Allan Jones dropped out of college and spent a decade learning how to run a startup. In 2016, that education resulted in the launch of Los Angeles-based Bambee, which helps small companies by acting as their HR department with the goal of keeping them in compliance with government rules and regulations.

But he found getting funded a challenge in spite of his background. He said that as a Black man, he had to move more carefully in the startup world.

“I think it came as part of the complexities of navigating a mostly white male ecosystem, a mostly straight cis white male ecosystem that either helps you create some skills that make you really effective at the job, or generates so much resentment that it becomes hard to be effective. […] I think that I was always one comment away from the opposite direction [I ended up going],” he explained.

Fortunately, that didn’t happen and he kept on climbing and gaining skills and single-handedly founded his own company, one which has reached Series B and raised $33 million, a significant amount of money for any startup, but particularly for a startup run by a Black founder.

A study published by Crunchbase in February found that VC firms distributed $150 billion in venture funding in 2020. Of that less than 1% or around $1 billion went to Black founders. That highlights just how difficult it has been for him to raise from such a limited pool of money in spite of having a great idea and the business skill and acumen to pull it off.

Jones got his start at the age of 20 at a startup called Helio, which targeted the youth market for multimedia services on mobile phones. It was eventually acquired by Virgin Mobile. He went on to run product at a couple of companies before landing as CMO at ZipRecruiter in 2013. He left that position after three years to launch Bambee in 2016.

In spite of all that experience, he felt that as a gay Black man in Silicon Valley that he was continually saddled with the label of ‘the kid with potential’, and not always taken as seriously as his straight white counterparts. “And I don’t think those intentions necessarily were bad, I think it was quite the opposite, which actually makes them almost worse because they were entrenched in a bias of how to characterize [my abilities].”

Jones launched Bambee, a startup that is going after SMBs with fewer than 500 employees, most of which are operating without an HR department, and could be out of compliance with federal mandates because they don’t have anyone in charge who is aware of the rules.

“Bambee aims to put an HR manager in every American small business. We’ve done so by building a model that allows you to hire one on our platform for $99 a month. So you pay us a flat fee and you get access to our platform and your own dedicated HR professional. […] She acts as your human resource manager and your human resource arm for your company.
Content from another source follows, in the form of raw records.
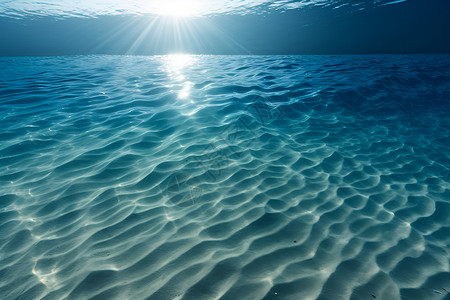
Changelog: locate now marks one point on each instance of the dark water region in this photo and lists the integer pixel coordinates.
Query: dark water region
(317, 27)
(225, 177)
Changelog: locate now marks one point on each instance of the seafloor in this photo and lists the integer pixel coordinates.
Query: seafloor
(225, 177)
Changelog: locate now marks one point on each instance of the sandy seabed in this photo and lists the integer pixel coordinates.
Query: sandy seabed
(207, 177)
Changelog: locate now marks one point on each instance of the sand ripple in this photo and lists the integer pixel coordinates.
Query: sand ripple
(225, 178)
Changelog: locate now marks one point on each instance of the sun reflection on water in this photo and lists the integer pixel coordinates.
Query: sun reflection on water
(175, 65)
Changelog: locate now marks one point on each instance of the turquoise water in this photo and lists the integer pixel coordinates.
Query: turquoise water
(225, 177)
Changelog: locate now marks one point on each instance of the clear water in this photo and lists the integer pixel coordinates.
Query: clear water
(225, 177)
(88, 8)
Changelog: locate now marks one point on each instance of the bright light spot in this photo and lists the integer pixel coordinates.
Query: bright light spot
(179, 61)
(175, 8)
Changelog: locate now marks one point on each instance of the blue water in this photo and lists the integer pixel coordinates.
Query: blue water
(225, 177)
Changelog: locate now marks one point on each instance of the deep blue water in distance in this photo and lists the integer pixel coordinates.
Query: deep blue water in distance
(225, 177)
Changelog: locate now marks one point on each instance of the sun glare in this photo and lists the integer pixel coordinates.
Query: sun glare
(176, 8)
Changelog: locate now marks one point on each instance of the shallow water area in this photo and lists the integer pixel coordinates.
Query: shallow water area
(225, 177)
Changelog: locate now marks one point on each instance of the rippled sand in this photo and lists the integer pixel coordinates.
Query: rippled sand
(196, 177)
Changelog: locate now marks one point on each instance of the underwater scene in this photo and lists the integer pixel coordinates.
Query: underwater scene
(225, 177)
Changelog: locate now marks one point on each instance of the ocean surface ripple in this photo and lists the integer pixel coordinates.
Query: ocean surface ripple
(225, 177)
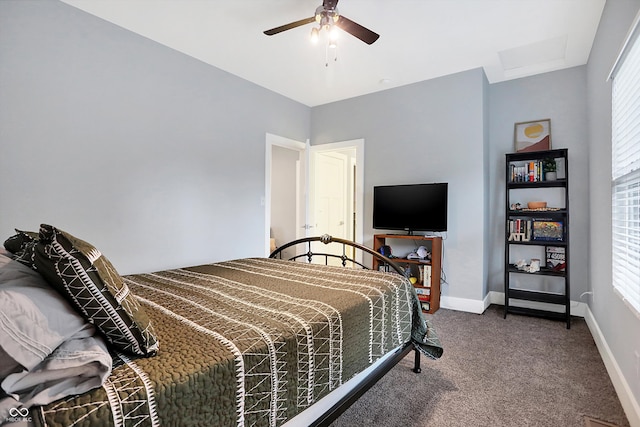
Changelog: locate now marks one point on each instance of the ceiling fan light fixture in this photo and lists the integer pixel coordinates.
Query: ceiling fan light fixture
(333, 33)
(314, 35)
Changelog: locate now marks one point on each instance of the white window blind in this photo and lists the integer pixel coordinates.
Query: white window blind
(625, 181)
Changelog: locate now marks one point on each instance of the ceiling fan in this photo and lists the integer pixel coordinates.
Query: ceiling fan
(327, 16)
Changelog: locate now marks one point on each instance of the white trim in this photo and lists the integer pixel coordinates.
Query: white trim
(271, 141)
(629, 403)
(623, 50)
(463, 304)
(359, 146)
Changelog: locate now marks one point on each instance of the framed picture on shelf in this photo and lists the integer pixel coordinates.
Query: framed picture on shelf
(548, 230)
(532, 136)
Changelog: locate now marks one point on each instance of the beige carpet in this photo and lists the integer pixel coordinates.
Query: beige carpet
(519, 371)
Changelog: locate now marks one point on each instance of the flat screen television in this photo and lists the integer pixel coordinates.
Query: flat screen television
(412, 207)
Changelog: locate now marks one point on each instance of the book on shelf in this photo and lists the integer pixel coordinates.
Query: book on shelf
(548, 230)
(426, 276)
(424, 297)
(423, 291)
(556, 258)
(519, 229)
(530, 171)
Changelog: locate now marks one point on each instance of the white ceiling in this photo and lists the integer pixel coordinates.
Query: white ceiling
(419, 39)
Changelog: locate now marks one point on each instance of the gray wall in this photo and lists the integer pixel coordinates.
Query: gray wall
(432, 131)
(618, 324)
(154, 157)
(559, 96)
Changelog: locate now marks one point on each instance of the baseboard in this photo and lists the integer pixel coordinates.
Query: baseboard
(577, 308)
(629, 403)
(464, 304)
(493, 297)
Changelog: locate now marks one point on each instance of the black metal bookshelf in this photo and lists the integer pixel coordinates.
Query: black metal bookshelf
(530, 175)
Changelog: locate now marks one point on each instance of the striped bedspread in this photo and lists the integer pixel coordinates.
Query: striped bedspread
(249, 342)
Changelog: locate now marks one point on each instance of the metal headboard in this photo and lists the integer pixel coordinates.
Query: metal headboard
(344, 258)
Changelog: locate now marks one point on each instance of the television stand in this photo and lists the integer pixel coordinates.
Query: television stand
(428, 284)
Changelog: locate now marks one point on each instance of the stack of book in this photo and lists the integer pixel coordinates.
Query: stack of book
(529, 172)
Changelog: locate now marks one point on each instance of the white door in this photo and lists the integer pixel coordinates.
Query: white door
(285, 192)
(336, 194)
(337, 171)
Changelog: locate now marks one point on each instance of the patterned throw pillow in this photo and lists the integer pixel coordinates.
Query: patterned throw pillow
(22, 246)
(18, 241)
(91, 283)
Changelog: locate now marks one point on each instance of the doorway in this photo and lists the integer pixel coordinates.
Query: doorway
(330, 192)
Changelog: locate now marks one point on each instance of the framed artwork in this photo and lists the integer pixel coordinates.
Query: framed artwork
(532, 136)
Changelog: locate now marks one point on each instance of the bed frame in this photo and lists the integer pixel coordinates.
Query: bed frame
(344, 403)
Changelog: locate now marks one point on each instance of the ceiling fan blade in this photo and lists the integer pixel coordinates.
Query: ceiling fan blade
(357, 30)
(290, 26)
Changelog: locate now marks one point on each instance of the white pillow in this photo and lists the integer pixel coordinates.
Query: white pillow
(34, 318)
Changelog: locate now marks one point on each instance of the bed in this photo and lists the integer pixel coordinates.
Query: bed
(247, 342)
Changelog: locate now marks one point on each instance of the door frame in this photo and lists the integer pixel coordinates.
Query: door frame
(358, 145)
(301, 147)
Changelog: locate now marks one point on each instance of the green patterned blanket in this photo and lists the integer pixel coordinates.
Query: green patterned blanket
(250, 342)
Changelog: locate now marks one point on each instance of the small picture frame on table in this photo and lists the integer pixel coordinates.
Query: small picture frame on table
(532, 136)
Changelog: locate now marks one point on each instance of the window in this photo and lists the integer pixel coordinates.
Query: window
(625, 180)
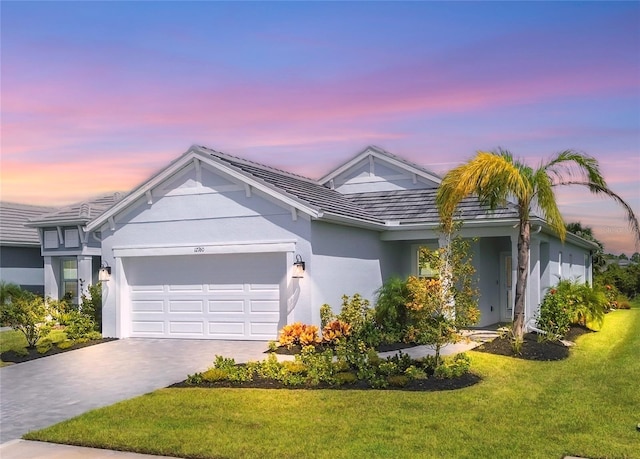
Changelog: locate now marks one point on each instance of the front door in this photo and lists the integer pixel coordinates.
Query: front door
(506, 287)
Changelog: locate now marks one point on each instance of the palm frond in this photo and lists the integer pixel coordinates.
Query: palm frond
(572, 164)
(493, 177)
(547, 203)
(600, 189)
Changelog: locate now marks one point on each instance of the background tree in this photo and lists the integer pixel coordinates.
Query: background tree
(495, 178)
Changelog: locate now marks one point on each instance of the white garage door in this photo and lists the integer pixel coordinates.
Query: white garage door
(235, 296)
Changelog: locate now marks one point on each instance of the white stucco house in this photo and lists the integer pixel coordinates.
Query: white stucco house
(70, 255)
(20, 260)
(206, 247)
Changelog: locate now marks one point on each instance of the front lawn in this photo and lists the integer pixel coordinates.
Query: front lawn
(586, 405)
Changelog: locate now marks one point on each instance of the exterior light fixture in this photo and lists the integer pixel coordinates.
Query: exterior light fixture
(298, 268)
(105, 272)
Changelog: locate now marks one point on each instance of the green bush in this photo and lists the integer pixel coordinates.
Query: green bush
(66, 344)
(398, 380)
(391, 310)
(80, 325)
(215, 374)
(570, 302)
(27, 313)
(453, 367)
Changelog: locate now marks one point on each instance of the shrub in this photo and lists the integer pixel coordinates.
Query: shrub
(27, 313)
(334, 331)
(570, 302)
(345, 377)
(390, 310)
(326, 315)
(215, 374)
(554, 316)
(44, 347)
(91, 304)
(413, 372)
(300, 334)
(66, 344)
(398, 380)
(453, 367)
(80, 325)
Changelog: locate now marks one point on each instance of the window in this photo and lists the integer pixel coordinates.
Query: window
(51, 239)
(424, 267)
(69, 279)
(71, 238)
(560, 264)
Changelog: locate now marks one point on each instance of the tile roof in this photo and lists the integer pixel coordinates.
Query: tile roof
(404, 206)
(418, 206)
(79, 213)
(13, 217)
(318, 196)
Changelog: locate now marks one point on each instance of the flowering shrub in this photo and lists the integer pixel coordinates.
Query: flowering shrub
(570, 302)
(300, 334)
(554, 316)
(334, 331)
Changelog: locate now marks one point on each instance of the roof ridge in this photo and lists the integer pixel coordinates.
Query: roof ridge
(232, 158)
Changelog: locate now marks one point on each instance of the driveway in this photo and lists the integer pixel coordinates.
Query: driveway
(42, 392)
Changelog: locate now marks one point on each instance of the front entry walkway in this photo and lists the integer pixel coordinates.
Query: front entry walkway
(42, 392)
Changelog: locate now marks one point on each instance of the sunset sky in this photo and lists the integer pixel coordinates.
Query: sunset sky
(97, 96)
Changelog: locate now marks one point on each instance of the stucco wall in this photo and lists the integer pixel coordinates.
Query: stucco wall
(345, 261)
(199, 219)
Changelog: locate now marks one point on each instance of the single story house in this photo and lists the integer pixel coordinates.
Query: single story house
(71, 256)
(212, 246)
(20, 259)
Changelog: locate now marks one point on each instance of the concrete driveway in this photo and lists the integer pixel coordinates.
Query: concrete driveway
(42, 392)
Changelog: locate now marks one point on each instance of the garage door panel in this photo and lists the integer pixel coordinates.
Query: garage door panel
(234, 296)
(267, 330)
(186, 288)
(147, 306)
(155, 328)
(147, 288)
(224, 329)
(186, 306)
(186, 328)
(222, 306)
(264, 306)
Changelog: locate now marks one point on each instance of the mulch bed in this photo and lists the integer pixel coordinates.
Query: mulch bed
(430, 384)
(532, 349)
(296, 349)
(14, 357)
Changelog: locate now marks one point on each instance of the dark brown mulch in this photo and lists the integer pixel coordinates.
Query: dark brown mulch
(425, 385)
(532, 349)
(385, 347)
(14, 357)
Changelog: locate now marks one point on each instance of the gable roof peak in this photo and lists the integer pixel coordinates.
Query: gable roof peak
(375, 151)
(235, 159)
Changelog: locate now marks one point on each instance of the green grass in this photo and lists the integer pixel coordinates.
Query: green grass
(587, 405)
(15, 340)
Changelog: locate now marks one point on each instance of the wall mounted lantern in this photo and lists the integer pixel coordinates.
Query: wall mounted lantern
(298, 268)
(105, 272)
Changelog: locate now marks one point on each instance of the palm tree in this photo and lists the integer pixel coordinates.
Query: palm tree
(597, 258)
(495, 177)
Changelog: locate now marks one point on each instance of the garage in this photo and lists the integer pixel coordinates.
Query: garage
(222, 296)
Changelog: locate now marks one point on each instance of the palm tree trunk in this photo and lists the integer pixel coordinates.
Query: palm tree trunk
(524, 240)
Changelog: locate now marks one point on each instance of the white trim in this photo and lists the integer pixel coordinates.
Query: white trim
(87, 251)
(204, 249)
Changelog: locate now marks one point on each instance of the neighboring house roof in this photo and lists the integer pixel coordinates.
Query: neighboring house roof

And our platform helps keep those companies compliant,” Jones explained.

Jones says that while he might not encounter direct bias as he builds his business, there is an unconscious bias that investing in Bambee could be riskier than investing in someone who fits the prototypical startup founder mold, and this is especially true in early-stage investing when investors are essentially betting on the entrepreneur.

“They take bets that they deem as a bit safer — entrepreneurs that look like a certain profile — white cis-gender males that come from Stanford and Harvard that match the profile of confidence and they have kind of built in an anti-bias determination around, so they automatically get the benefit of the doubt to those pedigrees, and those profiles,” Jones said.

He says that means that Black founders have to work that much harder to overcome those biases. Today Bambee has some decent metrics to show investors with revenue reaching tens of millions, growing 300% year over year with thousands of customers across all 50 states, according to Jones. With 100 employees, he plans to double that number by the end of this year.

Even with that, he says there are still barriers to entry he has to deal with. Even if it’s harder for investors to ignore the company’s numbers, he still sees a tendency to accentuate the negative.

“Building a great company with the deficit in belief in you that starts so early on in the venture process, the [obstacles] that you have to [overcome] to get here. It seems impossible with less than 1% of venture capital dollars going to Black founders, and it isn’t because Black founders don’t exist, it’s because the belief in us is not there at scale,” he said.

As Jones continues to build the company, he has learned to look for investors who believe in him and his vision for the company. If he senses that negativity from a potential investor, he moves on because he wants to work with people who want to help build the company and believe in it as much as he does. He says this won’t change when he goes to raise his C round, a stage few Black entrepreneurs reach.

“Is it going to be easier for me going forward? I don’t think so. I think the type of bias that I have to combat based on the class of entrepreneur I’m becoming, it starts to shift and change, and I’ve seen that in every round and I’m prepared for it in my Series C, as well.”

He says that the progress he’s made in the company and his belief in the business will help him find the right partners to continue on that journey, just as he has in previous rounds.

“We will navigate this […] and I think we’ll build a really great business, and ultimately the partners we discover along this journey will be the exact right ones who we were meant to.”